The memories of their families dying began to happen in front of them, projected as if happening in real time. Then their fear of certain animals like lions and cheetahs came in the form of them right before their eyes. And finally, suicidal thoughts that were not their own but became tattooed in their minds acquainted the blue-eyes. Fear mixed with anger mixed with confusion created a cocktail of dissonance in their minds. Dominga couldn’t take Keyair’s shadows either, and felt those thoughts seep into her mind.
With no more energy, Dominga fell to her knees, but Keyair’s shadows had caused so much pain that the blue-eyes were speechless. Their bodies jerked, still feeling the tingle from the cuts that had already begun to heal. It was too late; their minds had been tainted, too far gone to return.

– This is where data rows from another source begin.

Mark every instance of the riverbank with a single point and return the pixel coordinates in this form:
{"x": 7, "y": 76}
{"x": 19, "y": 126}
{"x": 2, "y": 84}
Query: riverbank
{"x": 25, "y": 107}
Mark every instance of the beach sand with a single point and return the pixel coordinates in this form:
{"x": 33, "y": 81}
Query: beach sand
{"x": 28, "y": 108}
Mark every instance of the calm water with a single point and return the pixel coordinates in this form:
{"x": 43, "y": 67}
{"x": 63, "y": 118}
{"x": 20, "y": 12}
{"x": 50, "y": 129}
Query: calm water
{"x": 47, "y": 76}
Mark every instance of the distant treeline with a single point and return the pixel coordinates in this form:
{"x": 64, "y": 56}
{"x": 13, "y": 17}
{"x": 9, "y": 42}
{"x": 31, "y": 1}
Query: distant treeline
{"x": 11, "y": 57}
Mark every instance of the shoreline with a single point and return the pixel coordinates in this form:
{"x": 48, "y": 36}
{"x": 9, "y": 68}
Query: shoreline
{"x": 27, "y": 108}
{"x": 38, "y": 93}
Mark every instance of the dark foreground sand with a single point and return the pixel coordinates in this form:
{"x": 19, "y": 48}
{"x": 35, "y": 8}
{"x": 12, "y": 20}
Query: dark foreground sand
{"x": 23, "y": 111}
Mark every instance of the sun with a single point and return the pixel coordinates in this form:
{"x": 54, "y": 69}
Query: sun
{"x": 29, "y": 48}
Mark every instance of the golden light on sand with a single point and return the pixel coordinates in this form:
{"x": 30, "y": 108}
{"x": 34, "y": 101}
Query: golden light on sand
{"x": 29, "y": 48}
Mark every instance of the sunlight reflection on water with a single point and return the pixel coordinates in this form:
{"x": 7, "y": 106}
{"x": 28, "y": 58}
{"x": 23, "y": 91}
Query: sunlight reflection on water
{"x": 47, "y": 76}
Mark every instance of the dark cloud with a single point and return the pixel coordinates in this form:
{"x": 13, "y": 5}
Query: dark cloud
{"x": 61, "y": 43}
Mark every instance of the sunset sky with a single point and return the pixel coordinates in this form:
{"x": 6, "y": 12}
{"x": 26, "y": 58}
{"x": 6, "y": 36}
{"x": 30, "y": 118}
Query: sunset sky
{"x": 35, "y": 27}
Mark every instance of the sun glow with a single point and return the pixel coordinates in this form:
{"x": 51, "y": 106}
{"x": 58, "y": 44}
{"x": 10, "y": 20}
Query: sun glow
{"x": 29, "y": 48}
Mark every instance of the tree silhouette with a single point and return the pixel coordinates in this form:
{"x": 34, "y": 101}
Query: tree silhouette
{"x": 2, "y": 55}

And they all walked over to the ocean, and drowned themselves one by one. Each voice cutting out like static.
“We won’t be able to return, Dominga,” Keyair said.
He picked up her clammy body and held her in his arms.
Keyair was right; their disappearance would always be a mystery. The families, and lovers, and everyone didn’t even know their blood was connected to “special” people living normal lives with them. After a while, pretending got tired.
Those left back on Earth would never solve the mystery of Flight A1273.
And the last two lovers in this mysterious place would spend centuries trying to find their way back to Earth.
Together at last again, they would have to reckon with her lightness and his darkness. They would have to choose love and hate, because together was the only way they could survive.
fin.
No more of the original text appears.